In much of Europe, the contingent fee is considered immoral and is prohibited.  From a “skin in the game” standpoint, however, it may be immoral NOT to make lawyers suffer a hit when their advice fails.  We need not execute attorneys for being wrong but it protects the interests of clients if attorneys have a motivation to get it right beyond the mere happiest of current clients.  Attorneys who profit or lose according to their own smart or stupid judgments will be motivated, in a case, in a year, in a career, to be smarter.  Stupidity, like most other things, becomes less common when it is more expensive and the risk of loss has a disciplining effect on the attorney – both in the conduct of the case and in the preparation for many cases over time.

The class action case with no class remedies for the plaintiff pool seems somehow a case in point.  Lacking actual skin in the game, the attorneys allowed themselves to create a remedy in which their own interests and the interests of the counterparty were protected and funded, but their actual clients got nothing.  While we cannot know the psychology of the attorneys, it would seem that the disconnection between them and their client allowed them to reach a settlement where they got millions, a foundation set up by counterparties got millions and their clients got not a dime.  These lawyers had, it seems, no real skin in the game at risk, and now look at what happened.

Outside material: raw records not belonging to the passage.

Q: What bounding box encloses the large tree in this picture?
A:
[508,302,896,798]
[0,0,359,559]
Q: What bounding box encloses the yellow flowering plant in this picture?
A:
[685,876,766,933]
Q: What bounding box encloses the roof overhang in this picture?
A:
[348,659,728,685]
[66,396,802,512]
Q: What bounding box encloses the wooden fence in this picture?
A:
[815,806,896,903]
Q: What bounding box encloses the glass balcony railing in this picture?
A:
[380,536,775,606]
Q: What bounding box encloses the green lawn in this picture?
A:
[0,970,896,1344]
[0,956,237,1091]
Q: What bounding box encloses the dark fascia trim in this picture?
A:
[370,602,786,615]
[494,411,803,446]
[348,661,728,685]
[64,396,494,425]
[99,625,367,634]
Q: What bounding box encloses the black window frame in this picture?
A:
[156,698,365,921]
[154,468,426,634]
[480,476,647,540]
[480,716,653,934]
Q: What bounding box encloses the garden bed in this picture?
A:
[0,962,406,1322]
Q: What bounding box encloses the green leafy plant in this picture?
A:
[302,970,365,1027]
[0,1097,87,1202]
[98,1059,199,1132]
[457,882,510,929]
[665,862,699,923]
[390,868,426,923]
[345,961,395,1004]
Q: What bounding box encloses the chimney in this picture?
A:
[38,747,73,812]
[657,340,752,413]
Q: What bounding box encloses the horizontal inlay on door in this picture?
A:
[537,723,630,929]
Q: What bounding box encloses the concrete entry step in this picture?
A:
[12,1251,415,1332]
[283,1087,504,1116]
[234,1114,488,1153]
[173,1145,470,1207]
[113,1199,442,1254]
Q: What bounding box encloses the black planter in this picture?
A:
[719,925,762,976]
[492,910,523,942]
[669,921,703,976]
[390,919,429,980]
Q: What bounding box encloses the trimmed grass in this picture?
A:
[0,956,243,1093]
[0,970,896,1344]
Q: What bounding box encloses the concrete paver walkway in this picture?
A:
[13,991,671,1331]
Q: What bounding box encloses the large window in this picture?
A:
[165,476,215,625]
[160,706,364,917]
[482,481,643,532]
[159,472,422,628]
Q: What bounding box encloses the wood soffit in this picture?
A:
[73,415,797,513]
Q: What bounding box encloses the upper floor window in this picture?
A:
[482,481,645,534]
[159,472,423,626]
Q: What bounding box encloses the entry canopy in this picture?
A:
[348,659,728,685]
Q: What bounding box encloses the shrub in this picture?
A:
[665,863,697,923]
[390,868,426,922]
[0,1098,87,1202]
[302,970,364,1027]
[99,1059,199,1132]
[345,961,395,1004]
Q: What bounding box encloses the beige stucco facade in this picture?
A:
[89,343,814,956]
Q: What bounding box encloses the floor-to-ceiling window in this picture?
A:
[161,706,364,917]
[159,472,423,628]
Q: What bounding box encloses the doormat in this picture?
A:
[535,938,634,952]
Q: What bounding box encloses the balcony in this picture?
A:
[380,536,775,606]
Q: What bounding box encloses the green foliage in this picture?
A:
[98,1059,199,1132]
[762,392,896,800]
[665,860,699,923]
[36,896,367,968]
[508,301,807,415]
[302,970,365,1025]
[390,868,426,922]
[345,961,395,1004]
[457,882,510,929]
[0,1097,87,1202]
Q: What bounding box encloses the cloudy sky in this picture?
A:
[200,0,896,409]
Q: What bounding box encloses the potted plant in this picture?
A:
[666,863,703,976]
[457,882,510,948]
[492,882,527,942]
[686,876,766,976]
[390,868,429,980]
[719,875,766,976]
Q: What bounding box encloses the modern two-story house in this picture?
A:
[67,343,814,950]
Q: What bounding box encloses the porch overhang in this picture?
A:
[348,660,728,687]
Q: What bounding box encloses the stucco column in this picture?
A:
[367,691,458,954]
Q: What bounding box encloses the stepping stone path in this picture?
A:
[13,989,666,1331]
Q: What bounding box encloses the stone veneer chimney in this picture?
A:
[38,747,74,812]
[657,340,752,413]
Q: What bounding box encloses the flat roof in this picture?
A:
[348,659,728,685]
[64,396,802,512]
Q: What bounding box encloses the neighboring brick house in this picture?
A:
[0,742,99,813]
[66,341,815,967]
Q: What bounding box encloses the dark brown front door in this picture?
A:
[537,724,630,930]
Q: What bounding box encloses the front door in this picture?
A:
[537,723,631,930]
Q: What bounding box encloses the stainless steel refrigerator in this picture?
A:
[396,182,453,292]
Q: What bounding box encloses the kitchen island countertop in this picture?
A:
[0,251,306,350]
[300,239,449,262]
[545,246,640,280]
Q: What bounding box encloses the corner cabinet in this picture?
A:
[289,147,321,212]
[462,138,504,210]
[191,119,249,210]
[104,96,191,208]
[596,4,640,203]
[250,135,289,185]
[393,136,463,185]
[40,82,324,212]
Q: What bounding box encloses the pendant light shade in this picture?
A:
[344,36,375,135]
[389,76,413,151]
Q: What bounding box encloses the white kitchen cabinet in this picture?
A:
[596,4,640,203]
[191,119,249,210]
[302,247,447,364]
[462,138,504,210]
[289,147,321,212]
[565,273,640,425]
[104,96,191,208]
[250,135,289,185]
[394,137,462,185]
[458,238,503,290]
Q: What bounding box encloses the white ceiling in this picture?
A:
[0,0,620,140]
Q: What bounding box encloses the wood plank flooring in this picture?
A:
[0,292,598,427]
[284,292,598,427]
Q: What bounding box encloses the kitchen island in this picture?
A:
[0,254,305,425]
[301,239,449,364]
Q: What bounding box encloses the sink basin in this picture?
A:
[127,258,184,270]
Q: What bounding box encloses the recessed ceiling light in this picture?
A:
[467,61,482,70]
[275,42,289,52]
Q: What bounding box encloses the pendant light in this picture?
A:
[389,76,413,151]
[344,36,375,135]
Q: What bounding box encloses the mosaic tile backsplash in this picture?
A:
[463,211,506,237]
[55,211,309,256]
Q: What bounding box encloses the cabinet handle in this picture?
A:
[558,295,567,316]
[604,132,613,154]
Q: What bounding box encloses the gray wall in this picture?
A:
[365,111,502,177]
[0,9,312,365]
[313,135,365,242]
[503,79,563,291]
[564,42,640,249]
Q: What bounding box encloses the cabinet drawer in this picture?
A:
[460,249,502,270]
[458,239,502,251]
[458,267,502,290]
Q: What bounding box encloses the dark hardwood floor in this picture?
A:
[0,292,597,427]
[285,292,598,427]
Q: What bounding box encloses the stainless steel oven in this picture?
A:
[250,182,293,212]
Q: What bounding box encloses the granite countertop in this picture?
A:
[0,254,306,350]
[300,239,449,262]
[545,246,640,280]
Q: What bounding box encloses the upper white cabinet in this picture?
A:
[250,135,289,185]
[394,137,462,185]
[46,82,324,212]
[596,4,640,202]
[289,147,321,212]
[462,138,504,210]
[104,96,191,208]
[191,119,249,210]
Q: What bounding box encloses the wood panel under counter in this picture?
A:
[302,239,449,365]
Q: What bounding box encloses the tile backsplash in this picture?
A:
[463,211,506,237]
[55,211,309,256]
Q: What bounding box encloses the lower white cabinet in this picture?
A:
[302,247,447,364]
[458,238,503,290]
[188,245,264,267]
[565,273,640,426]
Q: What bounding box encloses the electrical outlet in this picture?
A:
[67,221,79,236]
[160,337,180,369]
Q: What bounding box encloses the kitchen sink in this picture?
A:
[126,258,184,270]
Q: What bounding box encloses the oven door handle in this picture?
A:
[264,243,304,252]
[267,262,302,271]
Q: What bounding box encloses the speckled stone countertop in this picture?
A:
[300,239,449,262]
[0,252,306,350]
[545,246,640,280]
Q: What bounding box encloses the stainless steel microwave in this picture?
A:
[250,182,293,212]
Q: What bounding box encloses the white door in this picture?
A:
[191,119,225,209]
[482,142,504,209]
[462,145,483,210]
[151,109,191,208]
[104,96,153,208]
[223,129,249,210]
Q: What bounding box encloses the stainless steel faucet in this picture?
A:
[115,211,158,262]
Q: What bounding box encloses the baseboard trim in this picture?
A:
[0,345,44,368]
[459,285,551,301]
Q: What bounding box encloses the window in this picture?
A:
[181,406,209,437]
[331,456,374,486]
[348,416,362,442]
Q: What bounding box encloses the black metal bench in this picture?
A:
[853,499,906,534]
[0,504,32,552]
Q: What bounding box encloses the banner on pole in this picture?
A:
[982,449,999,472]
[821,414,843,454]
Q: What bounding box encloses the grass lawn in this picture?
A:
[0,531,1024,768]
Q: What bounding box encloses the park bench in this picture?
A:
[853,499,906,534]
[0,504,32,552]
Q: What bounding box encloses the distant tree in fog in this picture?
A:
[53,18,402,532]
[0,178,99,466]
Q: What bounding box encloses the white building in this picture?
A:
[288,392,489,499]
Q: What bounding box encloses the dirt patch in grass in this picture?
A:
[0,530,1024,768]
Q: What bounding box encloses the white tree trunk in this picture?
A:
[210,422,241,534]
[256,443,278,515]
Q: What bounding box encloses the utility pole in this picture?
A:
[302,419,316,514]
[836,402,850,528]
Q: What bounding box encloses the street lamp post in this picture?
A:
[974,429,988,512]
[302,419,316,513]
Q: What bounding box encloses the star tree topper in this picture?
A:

In criminal defense and family law matters, contingent fees are prohibited; in the former case the fear of defendants pleading guilty when innocent in order to avoid legal fees justifies the prohibition whereas in the latter case the public policy in favor of reconciliation works against the attorney’s motivation for fees from a successful contested property split.  Interestingly, there are post-trial remedies to prevent some forms of attorney misfeasance that don’t exist in, say, car accident or contract disputes.  In criminal cases, habeas corpus, post-conviction relief for ineffective assistance of counsel and coram nobis relief may provide the court some ability, however painfully limited, to review the reasonableness of a sentence or confinement or the effectiveness of legal counsel.  In divorce cases, courts maintain continued jurisdiction over minor children, child support and alimony.  Malpractice actions against attorneys, of course, also put attorney skin in the game to some extent both in contingent fee-permissible cases and in those when contingent fees are prohibited.  The risk of wasting client money, however, is not addressed either by post-conviction relief, motions to modify or malpractice suits; at most there are fee arbitration committees, straight contract/unjust enrichment actions at law and in extreme cases disciplinary actions in some states for patently unreasonable fees.

In sum, the principle of “skin in the game” is easier to enforce when the definition of the “game” is simpler, purely financial and does not implicate major non-financial paramount equities.  Since law often deals with complex desired remedies involving non-financial concerns, the contingent fee is in some cases unnecessary, insufficient or outright contraindicated as a way to make sure that attorneys have “skin in the game” in the effects of their good or bad professional judgments, practices or decisions.